Sen. Cory Booker (D-N.J.) posted a video to X this week in which he delivered a script that sounded like something Kennedy would say, decrying unhealthy food. Kennedy thanked him. But Booker told POLITICO he’s skeptical that a Trump administration would work toward progressive goals around regulation of food ingredients and promotion of good nutrition.

That was a common concern among groups that share Kennedy’s views on food and its connection to disease — that Kennedy would not be able to overcome objections within his own party to policies advancing their shared goals, or navigate HHS’ massive bureaucracy given his lack of managerial experience.

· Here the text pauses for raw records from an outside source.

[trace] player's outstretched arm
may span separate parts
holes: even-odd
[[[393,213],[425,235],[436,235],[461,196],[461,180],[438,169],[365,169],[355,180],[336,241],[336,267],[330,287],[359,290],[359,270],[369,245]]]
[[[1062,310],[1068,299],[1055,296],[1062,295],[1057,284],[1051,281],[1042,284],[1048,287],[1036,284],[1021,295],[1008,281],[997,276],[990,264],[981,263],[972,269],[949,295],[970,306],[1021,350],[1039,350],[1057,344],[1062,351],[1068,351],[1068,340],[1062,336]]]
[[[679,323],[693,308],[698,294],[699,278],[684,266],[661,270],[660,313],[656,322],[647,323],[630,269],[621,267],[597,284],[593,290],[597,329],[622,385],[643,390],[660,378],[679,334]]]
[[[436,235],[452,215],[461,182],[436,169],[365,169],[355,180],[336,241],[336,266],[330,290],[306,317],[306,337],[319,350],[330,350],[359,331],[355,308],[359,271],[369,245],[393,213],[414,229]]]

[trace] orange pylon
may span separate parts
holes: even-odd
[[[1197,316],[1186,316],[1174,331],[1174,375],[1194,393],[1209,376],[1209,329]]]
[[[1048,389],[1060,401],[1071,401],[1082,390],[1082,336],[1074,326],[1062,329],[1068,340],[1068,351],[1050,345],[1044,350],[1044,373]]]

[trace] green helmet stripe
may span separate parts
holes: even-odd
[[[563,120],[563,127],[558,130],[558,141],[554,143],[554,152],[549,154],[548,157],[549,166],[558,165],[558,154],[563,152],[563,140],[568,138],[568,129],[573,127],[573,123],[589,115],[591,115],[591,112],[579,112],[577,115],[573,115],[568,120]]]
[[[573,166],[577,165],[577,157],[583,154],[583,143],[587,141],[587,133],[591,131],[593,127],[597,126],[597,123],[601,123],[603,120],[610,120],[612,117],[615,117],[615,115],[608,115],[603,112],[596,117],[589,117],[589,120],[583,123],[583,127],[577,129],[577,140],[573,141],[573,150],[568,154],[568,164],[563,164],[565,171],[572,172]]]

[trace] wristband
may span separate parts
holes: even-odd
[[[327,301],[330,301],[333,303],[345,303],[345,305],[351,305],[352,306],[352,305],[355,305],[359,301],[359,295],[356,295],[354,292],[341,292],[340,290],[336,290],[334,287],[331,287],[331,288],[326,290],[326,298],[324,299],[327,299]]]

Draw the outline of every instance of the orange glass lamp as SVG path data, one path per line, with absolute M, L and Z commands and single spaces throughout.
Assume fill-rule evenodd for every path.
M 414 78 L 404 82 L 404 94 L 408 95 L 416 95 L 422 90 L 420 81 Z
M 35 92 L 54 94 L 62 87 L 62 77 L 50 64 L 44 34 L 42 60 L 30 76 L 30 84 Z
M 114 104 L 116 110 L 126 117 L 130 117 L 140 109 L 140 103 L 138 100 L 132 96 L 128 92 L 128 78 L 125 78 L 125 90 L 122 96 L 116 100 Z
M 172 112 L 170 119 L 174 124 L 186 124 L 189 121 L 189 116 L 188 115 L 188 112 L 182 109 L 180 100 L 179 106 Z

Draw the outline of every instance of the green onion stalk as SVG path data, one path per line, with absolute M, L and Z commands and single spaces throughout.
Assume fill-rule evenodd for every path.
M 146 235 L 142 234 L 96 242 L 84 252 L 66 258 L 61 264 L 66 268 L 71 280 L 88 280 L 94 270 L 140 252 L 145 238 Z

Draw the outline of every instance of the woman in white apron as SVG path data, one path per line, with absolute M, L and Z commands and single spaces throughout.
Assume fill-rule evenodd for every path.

“Oh my God, has he ever seen a Federal Register notice? Does he know what you have to do to write one of those?” wondered Marion Nestle, a professor at New York University and longtime critic of the nation’s food system who nonetheless hopes Kennedy can make some headway.

Colorado Gov. Jared Polis is a rare exception in his enthusiasm for Kennedy. He wrote on the social media platform X shortly after Trump named Kennedy that he was “excited” by the pick and that he was looking forward to “partnering with him to truly make America healthy again.”

Polis was roundly condemned by fellow Democrats.